What is a feedback loop?
A feedback loop is a constant process where you listen and talk to your customers, then make changes based on repetitive evaluations. It means starting from a place of humility, knowing there is always room for improvement.
If you have a successful feedback loop, it means you’ve created a culture where learning, growing, changing, and curiosity are a central part of your growth strategy, and no one relies on assumptions or hunches when making decisions.
It comes down to two simple things:
- Asking for feedback
- Acting on it
When you’ve created a feedback loop culture, it impacts the entire company, not just the product or marketing – it becomes the way you operate your business.
Every feedback loop works in a minimum of four stages. In the first stage, input is created. In the second stage, the input is captured and stored. In the third stage of the feedback loop, the input is analyzed. And during the fourth stage of the feedback loop, the insights gleaned from the analysis of the feedback are used to make informed decisions.
What is the difference between positive and negative feedback loops?
Feedback loops can be positive or negative. Here is how they are different from each other
Positive feedback loops
A positive feedback loop in business is when a company uses employee complaints and criticisms to improve the work environment, company operations, or internal functions and processes. This can include formal interviews – onboarding or exit interviews – or surveys with multiple choice and/or open-ended questions. Or it can be informal, allowing employees to offer regular complaints or post/write them anonymously.

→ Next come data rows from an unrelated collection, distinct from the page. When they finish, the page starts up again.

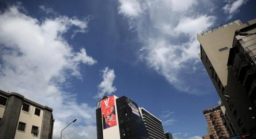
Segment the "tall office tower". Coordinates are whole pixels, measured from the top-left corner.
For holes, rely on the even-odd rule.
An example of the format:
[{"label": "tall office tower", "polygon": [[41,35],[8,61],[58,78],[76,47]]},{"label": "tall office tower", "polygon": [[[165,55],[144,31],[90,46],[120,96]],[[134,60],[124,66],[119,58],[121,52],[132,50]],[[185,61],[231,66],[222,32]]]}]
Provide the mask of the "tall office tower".
[{"label": "tall office tower", "polygon": [[165,139],[162,121],[143,107],[139,107],[149,138],[152,139]]},{"label": "tall office tower", "polygon": [[51,139],[52,109],[0,90],[0,139]]},{"label": "tall office tower", "polygon": [[214,139],[226,138],[234,136],[225,116],[225,107],[221,105],[203,111]]},{"label": "tall office tower", "polygon": [[165,136],[166,137],[166,139],[173,139],[172,138],[172,135],[171,134],[171,133],[169,132],[167,132],[167,133],[166,133],[165,134]]},{"label": "tall office tower", "polygon": [[203,139],[214,139],[213,135],[207,135],[203,136]]},{"label": "tall office tower", "polygon": [[[247,31],[245,33],[237,32],[235,36],[234,36],[236,30],[250,28],[255,26],[255,23],[256,19],[245,24],[239,20],[236,20],[204,31],[197,35],[201,44],[200,58],[223,105],[227,108],[226,114],[228,114],[228,117],[231,121],[230,126],[237,135],[256,130],[255,107],[252,103],[255,100],[255,96],[253,95],[255,93],[247,93],[247,91],[252,92],[255,89],[253,88],[255,88],[255,82],[253,81],[255,80],[255,74],[253,74],[255,70],[252,70],[255,65],[251,65],[251,63],[254,63],[249,62],[250,60],[247,61],[242,58],[246,55],[249,59],[248,57],[253,54],[253,49],[251,49],[253,47],[252,46],[255,46],[255,39],[250,41],[250,43],[254,43],[254,45],[241,40],[237,42],[239,44],[242,43],[242,45],[237,45],[236,39],[246,37],[241,36],[246,35]],[[249,32],[255,30],[250,30]],[[239,32],[240,32],[240,35]],[[248,35],[250,37],[248,37],[247,39],[253,37],[255,35]],[[243,40],[246,41],[245,39]],[[240,47],[242,45],[242,47]],[[244,47],[246,46],[247,47]],[[233,49],[233,48],[239,49]],[[248,48],[246,49],[246,48]],[[231,48],[232,50],[229,54]],[[240,52],[243,50],[243,54],[239,54],[240,51],[237,51],[238,49],[240,50]],[[246,52],[246,51],[249,51]],[[229,55],[231,56],[229,58]],[[254,57],[250,58],[250,59],[253,60]],[[230,60],[228,65],[229,59]],[[235,63],[233,63],[234,61]],[[234,63],[235,64],[233,66]]]},{"label": "tall office tower", "polygon": [[125,96],[104,97],[97,103],[98,139],[149,139],[136,103]]}]

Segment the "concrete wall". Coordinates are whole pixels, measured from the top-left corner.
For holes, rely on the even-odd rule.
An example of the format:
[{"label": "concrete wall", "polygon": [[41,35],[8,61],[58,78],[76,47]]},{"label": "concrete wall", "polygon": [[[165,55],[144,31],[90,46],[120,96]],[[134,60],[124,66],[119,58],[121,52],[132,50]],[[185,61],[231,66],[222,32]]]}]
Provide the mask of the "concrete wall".
[{"label": "concrete wall", "polygon": [[245,26],[234,24],[197,38],[224,86],[227,84],[227,64],[229,50],[220,52],[218,50],[225,47],[230,48],[232,46],[235,32]]},{"label": "concrete wall", "polygon": [[118,98],[114,96],[115,100],[115,109],[116,111],[116,125],[111,127],[103,130],[103,138],[104,139],[120,139],[120,134],[119,133],[119,127],[118,126],[118,113],[117,113],[117,108],[116,107],[116,100]]},{"label": "concrete wall", "polygon": [[[3,97],[5,97],[2,95],[1,96]],[[3,118],[3,115],[4,115],[5,110],[5,106],[0,104],[0,118]]]},{"label": "concrete wall", "polygon": [[[17,126],[17,130],[15,134],[15,139],[39,138],[40,131],[41,129],[44,111],[43,110],[40,109],[41,111],[40,116],[38,116],[35,114],[36,108],[39,109],[34,106],[29,105],[29,110],[28,112],[22,110],[22,108],[19,118],[19,122],[21,122],[26,123],[25,131],[22,131],[18,130]],[[39,133],[37,136],[35,136],[31,133],[32,125],[38,127]]]}]

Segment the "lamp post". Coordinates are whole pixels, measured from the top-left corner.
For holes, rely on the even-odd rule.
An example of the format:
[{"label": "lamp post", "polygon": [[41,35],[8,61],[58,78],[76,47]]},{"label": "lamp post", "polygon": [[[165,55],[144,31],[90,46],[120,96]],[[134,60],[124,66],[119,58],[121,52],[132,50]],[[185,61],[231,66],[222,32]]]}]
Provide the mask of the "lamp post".
[{"label": "lamp post", "polygon": [[69,124],[68,124],[68,125],[67,125],[66,126],[66,127],[64,127],[64,128],[63,128],[63,129],[62,129],[62,130],[61,130],[61,138],[62,138],[62,131],[63,131],[63,130],[64,130],[64,129],[65,129],[65,128],[66,128],[67,127],[68,127],[68,126],[69,126],[69,125],[70,125],[70,124],[71,124],[71,123],[73,123],[75,122],[76,122],[76,119],[74,119],[74,120],[73,120],[73,121],[72,121],[72,122],[71,122],[71,123],[69,123]]},{"label": "lamp post", "polygon": [[[232,97],[232,96],[229,96],[228,95],[224,95],[224,96],[225,96],[225,97],[226,97],[226,98],[227,98],[227,99],[228,99],[228,98],[235,98],[235,99],[240,99],[240,100],[242,100],[244,101],[244,102],[245,102],[245,104],[246,104],[246,102],[245,102],[245,101],[243,99],[241,99],[241,98],[238,98],[238,97]],[[250,111],[252,110],[254,108],[252,107],[250,107],[250,106],[248,107],[248,109]],[[254,116],[252,116],[251,117],[251,118],[252,119],[254,119],[255,118],[255,117]]]}]

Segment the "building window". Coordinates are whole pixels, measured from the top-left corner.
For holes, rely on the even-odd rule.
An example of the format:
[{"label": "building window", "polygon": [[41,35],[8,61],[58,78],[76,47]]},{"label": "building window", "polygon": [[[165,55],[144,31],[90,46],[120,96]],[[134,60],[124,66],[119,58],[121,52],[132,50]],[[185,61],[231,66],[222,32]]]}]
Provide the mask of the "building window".
[{"label": "building window", "polygon": [[25,131],[25,127],[26,126],[26,123],[19,122],[19,125],[18,125],[18,130],[22,131]]},{"label": "building window", "polygon": [[225,51],[226,50],[227,50],[228,49],[228,48],[227,47],[225,47],[222,48],[221,48],[220,49],[219,49],[219,51],[220,52],[221,52],[222,51]]},{"label": "building window", "polygon": [[219,89],[220,89],[220,80],[219,79],[218,80],[218,86],[219,87]]},{"label": "building window", "polygon": [[23,103],[23,106],[22,106],[22,110],[26,112],[29,112],[29,105],[26,104],[25,103]]},{"label": "building window", "polygon": [[37,136],[38,135],[38,127],[34,125],[32,126],[31,133],[35,136]]},{"label": "building window", "polygon": [[35,110],[35,114],[37,115],[40,116],[40,112],[41,110],[40,109],[36,108],[36,109]]},{"label": "building window", "polygon": [[205,60],[205,62],[206,62],[206,63],[208,63],[208,57],[207,56],[206,56],[206,59]]},{"label": "building window", "polygon": [[7,98],[0,96],[0,105],[5,106],[6,105],[6,101],[7,101]]}]

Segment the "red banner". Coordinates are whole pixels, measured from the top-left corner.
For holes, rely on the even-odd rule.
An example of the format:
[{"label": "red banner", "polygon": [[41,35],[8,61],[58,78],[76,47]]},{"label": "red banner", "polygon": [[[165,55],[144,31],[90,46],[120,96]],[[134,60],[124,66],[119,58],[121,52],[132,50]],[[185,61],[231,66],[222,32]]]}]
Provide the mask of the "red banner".
[{"label": "red banner", "polygon": [[114,96],[101,101],[101,114],[103,129],[116,125]]}]

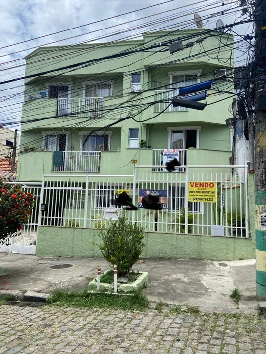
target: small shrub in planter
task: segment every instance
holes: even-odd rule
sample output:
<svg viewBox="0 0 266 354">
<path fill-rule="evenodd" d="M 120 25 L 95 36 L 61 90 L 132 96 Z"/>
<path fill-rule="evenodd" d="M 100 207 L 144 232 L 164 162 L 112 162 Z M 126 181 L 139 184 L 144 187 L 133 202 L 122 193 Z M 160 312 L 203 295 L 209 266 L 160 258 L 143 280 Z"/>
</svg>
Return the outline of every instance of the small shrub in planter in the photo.
<svg viewBox="0 0 266 354">
<path fill-rule="evenodd" d="M 143 230 L 123 215 L 100 232 L 102 243 L 98 246 L 105 259 L 117 265 L 118 276 L 125 276 L 139 259 L 145 246 Z"/>
</svg>

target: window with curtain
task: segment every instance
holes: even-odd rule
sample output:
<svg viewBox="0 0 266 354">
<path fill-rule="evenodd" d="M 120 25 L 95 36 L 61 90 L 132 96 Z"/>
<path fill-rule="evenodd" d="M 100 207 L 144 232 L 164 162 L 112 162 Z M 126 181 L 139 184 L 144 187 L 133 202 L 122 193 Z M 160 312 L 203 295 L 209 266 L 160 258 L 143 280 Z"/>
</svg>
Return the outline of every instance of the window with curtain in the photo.
<svg viewBox="0 0 266 354">
<path fill-rule="evenodd" d="M 172 88 L 179 88 L 189 86 L 197 84 L 197 75 L 174 75 L 172 76 Z"/>
<path fill-rule="evenodd" d="M 138 148 L 139 146 L 139 129 L 129 128 L 128 148 Z"/>
<path fill-rule="evenodd" d="M 87 84 L 85 86 L 85 97 L 109 97 L 111 95 L 111 84 Z"/>
<path fill-rule="evenodd" d="M 44 138 L 46 151 L 65 151 L 66 134 L 48 134 Z"/>
<path fill-rule="evenodd" d="M 83 134 L 82 136 L 82 151 L 108 151 L 109 150 L 109 136 L 108 134 L 103 135 L 92 134 L 86 140 L 87 136 L 87 134 Z"/>
<path fill-rule="evenodd" d="M 141 90 L 141 73 L 131 74 L 131 92 L 140 92 Z"/>
<path fill-rule="evenodd" d="M 68 85 L 51 85 L 49 87 L 49 98 L 68 98 Z"/>
</svg>

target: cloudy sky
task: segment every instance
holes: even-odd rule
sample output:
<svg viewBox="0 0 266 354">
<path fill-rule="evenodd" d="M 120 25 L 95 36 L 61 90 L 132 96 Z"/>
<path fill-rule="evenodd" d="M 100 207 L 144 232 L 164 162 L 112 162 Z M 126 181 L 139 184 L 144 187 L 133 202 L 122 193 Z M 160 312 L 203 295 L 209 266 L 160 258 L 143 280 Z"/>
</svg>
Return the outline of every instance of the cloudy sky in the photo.
<svg viewBox="0 0 266 354">
<path fill-rule="evenodd" d="M 180 23 L 188 29 L 196 28 L 193 21 L 195 12 L 202 16 L 203 26 L 207 29 L 215 28 L 218 19 L 229 24 L 243 18 L 241 8 L 237 7 L 239 1 L 225 0 L 224 3 L 221 6 L 221 1 L 215 0 L 0 0 L 0 81 L 23 76 L 24 57 L 41 46 L 114 40 L 126 36 L 133 38 L 144 31 L 167 28 L 177 29 Z M 150 7 L 137 11 L 148 6 Z M 221 11 L 225 10 L 221 14 Z M 107 18 L 111 18 L 105 19 Z M 162 18 L 163 22 L 157 24 L 156 21 Z M 98 22 L 92 23 L 96 21 Z M 135 28 L 141 26 L 141 28 Z M 111 26 L 114 27 L 107 28 Z M 77 27 L 79 28 L 67 30 Z M 100 39 L 125 30 L 123 33 Z M 251 30 L 250 27 L 241 25 L 234 28 L 234 30 L 244 34 Z M 63 31 L 55 33 L 60 31 Z M 239 60 L 237 64 L 240 63 Z M 0 123 L 19 120 L 23 84 L 20 81 L 0 85 Z"/>
</svg>

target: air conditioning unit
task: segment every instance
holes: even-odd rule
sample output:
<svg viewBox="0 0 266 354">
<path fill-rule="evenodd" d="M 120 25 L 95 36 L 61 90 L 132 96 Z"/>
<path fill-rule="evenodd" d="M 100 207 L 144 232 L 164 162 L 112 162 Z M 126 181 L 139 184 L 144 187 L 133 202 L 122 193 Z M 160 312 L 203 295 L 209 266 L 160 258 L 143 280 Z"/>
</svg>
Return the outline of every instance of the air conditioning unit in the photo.
<svg viewBox="0 0 266 354">
<path fill-rule="evenodd" d="M 131 84 L 130 92 L 140 92 L 141 84 Z"/>
<path fill-rule="evenodd" d="M 214 78 L 217 79 L 217 78 L 222 77 L 226 75 L 226 69 L 217 69 L 214 71 Z"/>
</svg>

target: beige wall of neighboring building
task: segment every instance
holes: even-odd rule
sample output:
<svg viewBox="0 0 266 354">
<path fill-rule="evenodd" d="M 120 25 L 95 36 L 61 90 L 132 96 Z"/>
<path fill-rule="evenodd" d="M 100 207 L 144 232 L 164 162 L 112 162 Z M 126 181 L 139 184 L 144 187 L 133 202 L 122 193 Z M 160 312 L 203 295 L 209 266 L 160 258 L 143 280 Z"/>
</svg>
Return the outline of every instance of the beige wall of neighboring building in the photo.
<svg viewBox="0 0 266 354">
<path fill-rule="evenodd" d="M 11 147 L 6 145 L 6 140 L 14 142 L 14 131 L 3 127 L 0 127 L 0 158 L 8 156 Z M 19 141 L 19 135 L 17 133 L 17 145 Z"/>
</svg>

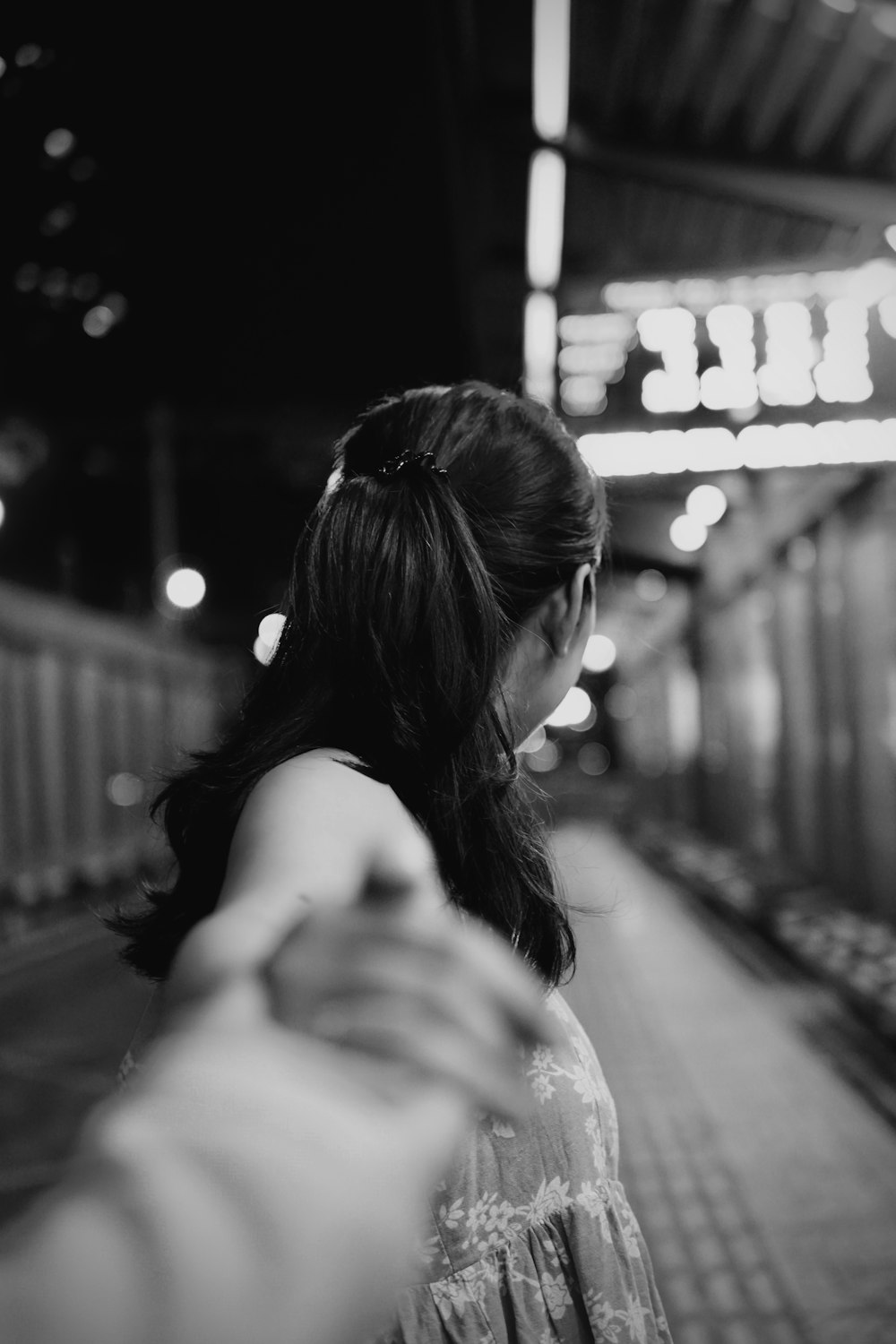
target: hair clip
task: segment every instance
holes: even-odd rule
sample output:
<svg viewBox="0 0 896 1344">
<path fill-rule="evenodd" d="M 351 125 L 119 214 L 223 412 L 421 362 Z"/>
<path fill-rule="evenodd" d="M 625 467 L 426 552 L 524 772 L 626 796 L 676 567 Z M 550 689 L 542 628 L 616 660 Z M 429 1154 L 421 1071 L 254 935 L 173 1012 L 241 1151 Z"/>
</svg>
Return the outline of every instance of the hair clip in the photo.
<svg viewBox="0 0 896 1344">
<path fill-rule="evenodd" d="M 399 472 L 403 472 L 406 466 L 411 465 L 424 466 L 429 472 L 433 472 L 435 476 L 445 476 L 445 478 L 447 480 L 447 472 L 445 470 L 445 468 L 435 465 L 435 453 L 414 453 L 410 448 L 404 453 L 400 453 L 398 457 L 390 458 L 388 462 L 383 462 L 376 474 L 386 476 L 387 478 L 394 477 L 398 476 Z"/>
</svg>

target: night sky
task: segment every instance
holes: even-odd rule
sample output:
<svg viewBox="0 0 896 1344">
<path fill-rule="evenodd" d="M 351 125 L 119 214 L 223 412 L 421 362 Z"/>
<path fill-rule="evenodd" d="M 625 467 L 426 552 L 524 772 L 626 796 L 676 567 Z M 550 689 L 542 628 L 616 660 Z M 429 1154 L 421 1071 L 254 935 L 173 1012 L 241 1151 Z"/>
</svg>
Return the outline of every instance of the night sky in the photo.
<svg viewBox="0 0 896 1344">
<path fill-rule="evenodd" d="M 322 444 L 384 391 L 476 372 L 431 8 L 296 13 L 7 26 L 0 419 L 46 452 L 3 489 L 0 577 L 149 609 L 163 403 L 179 548 L 210 577 L 197 633 L 242 633 L 282 582 Z M 28 44 L 43 55 L 17 65 Z M 52 159 L 58 128 L 77 142 Z M 126 314 L 90 339 L 110 292 Z"/>
</svg>

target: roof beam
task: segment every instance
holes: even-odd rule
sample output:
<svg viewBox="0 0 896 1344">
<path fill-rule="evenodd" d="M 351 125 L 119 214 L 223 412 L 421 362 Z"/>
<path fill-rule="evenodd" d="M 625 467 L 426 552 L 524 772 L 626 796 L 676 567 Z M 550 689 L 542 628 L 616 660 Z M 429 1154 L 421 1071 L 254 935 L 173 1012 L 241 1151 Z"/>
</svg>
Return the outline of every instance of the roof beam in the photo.
<svg viewBox="0 0 896 1344">
<path fill-rule="evenodd" d="M 815 216 L 832 224 L 883 230 L 896 223 L 896 184 L 866 177 L 823 176 L 791 169 L 744 167 L 725 161 L 645 153 L 600 142 L 582 128 L 570 128 L 571 163 L 621 177 L 639 177 L 666 187 L 690 188 Z"/>
</svg>

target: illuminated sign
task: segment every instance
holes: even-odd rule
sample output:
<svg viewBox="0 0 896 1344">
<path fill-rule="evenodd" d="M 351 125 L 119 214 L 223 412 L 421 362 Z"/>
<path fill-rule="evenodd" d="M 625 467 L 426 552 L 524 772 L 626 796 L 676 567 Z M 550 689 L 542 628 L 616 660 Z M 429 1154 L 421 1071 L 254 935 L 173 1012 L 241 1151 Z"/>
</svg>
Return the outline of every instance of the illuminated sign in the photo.
<svg viewBox="0 0 896 1344">
<path fill-rule="evenodd" d="M 896 262 L 795 276 L 613 284 L 557 323 L 567 415 L 857 405 L 893 374 Z M 637 399 L 635 399 L 637 398 Z"/>
</svg>

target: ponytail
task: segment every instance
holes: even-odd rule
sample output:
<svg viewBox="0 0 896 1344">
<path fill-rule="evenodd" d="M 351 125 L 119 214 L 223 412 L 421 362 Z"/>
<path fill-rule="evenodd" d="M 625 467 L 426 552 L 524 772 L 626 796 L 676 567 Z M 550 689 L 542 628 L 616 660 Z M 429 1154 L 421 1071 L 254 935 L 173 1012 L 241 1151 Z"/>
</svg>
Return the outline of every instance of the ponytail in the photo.
<svg viewBox="0 0 896 1344">
<path fill-rule="evenodd" d="M 482 384 L 368 411 L 300 539 L 277 650 L 222 745 L 159 800 L 169 891 L 113 922 L 124 960 L 163 977 L 214 909 L 258 780 L 341 747 L 429 833 L 451 899 L 559 984 L 575 942 L 501 681 L 520 622 L 603 528 L 599 487 L 544 407 Z"/>
</svg>

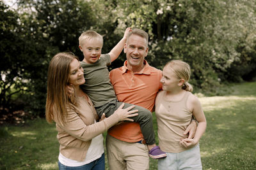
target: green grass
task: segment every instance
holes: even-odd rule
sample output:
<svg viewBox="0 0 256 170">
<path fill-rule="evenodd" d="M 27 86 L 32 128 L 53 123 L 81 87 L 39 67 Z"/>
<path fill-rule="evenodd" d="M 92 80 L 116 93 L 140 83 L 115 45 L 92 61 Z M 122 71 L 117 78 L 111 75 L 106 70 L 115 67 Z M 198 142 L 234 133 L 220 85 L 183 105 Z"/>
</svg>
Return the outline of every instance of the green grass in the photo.
<svg viewBox="0 0 256 170">
<path fill-rule="evenodd" d="M 200 97 L 207 120 L 200 143 L 203 169 L 256 169 L 256 82 L 221 90 L 225 95 Z M 154 124 L 157 134 L 155 117 Z M 56 136 L 55 125 L 44 119 L 1 126 L 0 169 L 57 169 Z M 150 167 L 157 169 L 157 161 L 150 159 Z"/>
</svg>

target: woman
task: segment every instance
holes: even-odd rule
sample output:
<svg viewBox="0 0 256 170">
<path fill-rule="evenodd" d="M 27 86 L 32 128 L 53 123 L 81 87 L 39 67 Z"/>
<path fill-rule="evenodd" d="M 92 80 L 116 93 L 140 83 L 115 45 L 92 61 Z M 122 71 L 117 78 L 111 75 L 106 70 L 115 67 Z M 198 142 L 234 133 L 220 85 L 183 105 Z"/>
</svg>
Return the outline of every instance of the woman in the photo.
<svg viewBox="0 0 256 170">
<path fill-rule="evenodd" d="M 56 122 L 60 143 L 59 169 L 105 169 L 102 133 L 119 121 L 133 121 L 138 115 L 134 106 L 122 109 L 97 122 L 93 104 L 80 89 L 84 83 L 83 69 L 79 59 L 71 53 L 57 53 L 51 60 L 47 80 L 46 120 Z M 68 93 L 67 86 L 74 92 Z M 133 113 L 133 114 L 132 114 Z"/>
</svg>

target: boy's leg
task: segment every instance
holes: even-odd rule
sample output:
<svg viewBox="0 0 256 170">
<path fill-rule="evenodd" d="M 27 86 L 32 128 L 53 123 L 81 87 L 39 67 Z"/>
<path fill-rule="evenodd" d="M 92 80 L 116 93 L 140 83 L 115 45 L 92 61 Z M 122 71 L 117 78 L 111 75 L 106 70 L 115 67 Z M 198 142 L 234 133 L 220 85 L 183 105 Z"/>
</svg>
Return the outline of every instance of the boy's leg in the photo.
<svg viewBox="0 0 256 170">
<path fill-rule="evenodd" d="M 98 116 L 100 118 L 103 113 L 106 117 L 108 117 L 114 113 L 116 108 L 117 100 L 113 100 L 99 107 L 95 107 Z"/>
<path fill-rule="evenodd" d="M 116 108 L 117 109 L 123 103 L 117 102 Z M 140 124 L 140 126 L 142 134 L 143 135 L 144 139 L 146 141 L 147 145 L 155 144 L 155 134 L 153 128 L 153 118 L 151 111 L 145 109 L 143 107 L 124 103 L 125 105 L 124 108 L 127 108 L 131 106 L 135 106 L 132 109 L 138 110 L 138 116 L 131 117 L 134 120 L 134 122 Z"/>
</svg>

When it comes to discovering information that can make real, positive changes for a workplace or business functions, it should be noted that, however uncomfortable to hear, criticisms and grievances usually offer the most useful insights. It’s important to send regular surveys to customers or let your employees know that feedback is always welcome and make it clear there will never be any retribution for offering negative input.
The positive feedback loop is closed when employee complaints are addressed and change enacted. And, as a result, you’ll see an increase in employee well-being, employee retention, improved processes, and ultimately, increased profits.
Negative feedback loops
A negative feedback loop in business focuses on customer complaints. It uses customer feedback from surveys, social media, emails, chatbots, and more, to implement changes and improve products and services – ultimately benefiting the customer and the business.
In fact, a recent survey of leading product managers says that over 50% of their new products and features are motivated by customer feedback. No one knows your product or service better than your customers, so it’s important you listen to what they’re saying and close the loop by letting them know that you’ve implemented changes or have at least considered their complaints.
Negative feedback loops help build products and services directly to the needs of your target audience to improve the overall customer experience and increase customer retention.
Customer service, for example, is extremely important to customers, with 32% of consumers saying they would leave a company after just one bad experience. When you use automatic analysis techniques, you can follow regular customer service complaints in real time to implement changes right away.
A negative feedback loop benefits businesses because customers feel appreciated and are more likely to champion your products and services for years to come. And decreased customer churn, of course, greatly helps your bottom line.
Customer feedback can come from internal CRM system data, surveys, social media comments, online reviews, and more. It’s all useful data! Read on to learn how to create a feedback loop.
What are the main steps involved in implementing a feedback loop?
There are three main steps involved when implementing a feedback loop. You’ll need to:
1. Gather feedback – from customers or employees
You can send regular employee and customer satisfaction surveys or NPS surveys. Online survey tools, like SurveyMonkey and Typeform are easy to set up, customize, and implement – in emails, on your platform, or in-store. Alternatively, you can invest in 360 feedback software for collecting feedback from multiple sources.
Data from emails, chatbots, and CRM systems can also be useful, and you already have it right at your fingertips.
Monitoring employer review sites, like Glassdoor, can be helpful to find anonymous employee evaluations of your company, or simply let your employees know that all feedback is welcome.
As for customer feedback, social media listening allows you to find customer comments about your brand from Twitter, Facebook, YouTube, and all over the web.
2. Analyze your feedback – Tools that work in real-time for immediate results
When you’re working with open-ended responses, this is known as unstructured data or qualitative data.
Unstructured data is harder to analyze because it can’t simply be formatted as numbers and percentages, but it offers much more valuable insights.
It used to be, you’d have to analyze all that data by hand – a tedious and time-consuming process that oftentimes wouldn’t even produce consistently accurate results. Fortunately, recent advances in natural language processing (NLP) allow you to automatically structure and analyze unstructured text data.
3. Act on it – apply your results and close the loop
Put your results into practice and close the loop. Use your results to improve products and services. Using aspect-based sentiment analysis, for example, if you’re constantly finding Negative comments on social media about your Pricing, it’s possibly something you should consider changing.
The final step in the feedback loop is notifying your customers or employees that you’ve implemented changes or have at least heard their gripes. This can often be the most important part of the process because, even if you don’t implement changes, it’s simply human nature to want our voices heard. Otherwise, customers and employees may just feel like they’re interacting with a blank, stone monolith.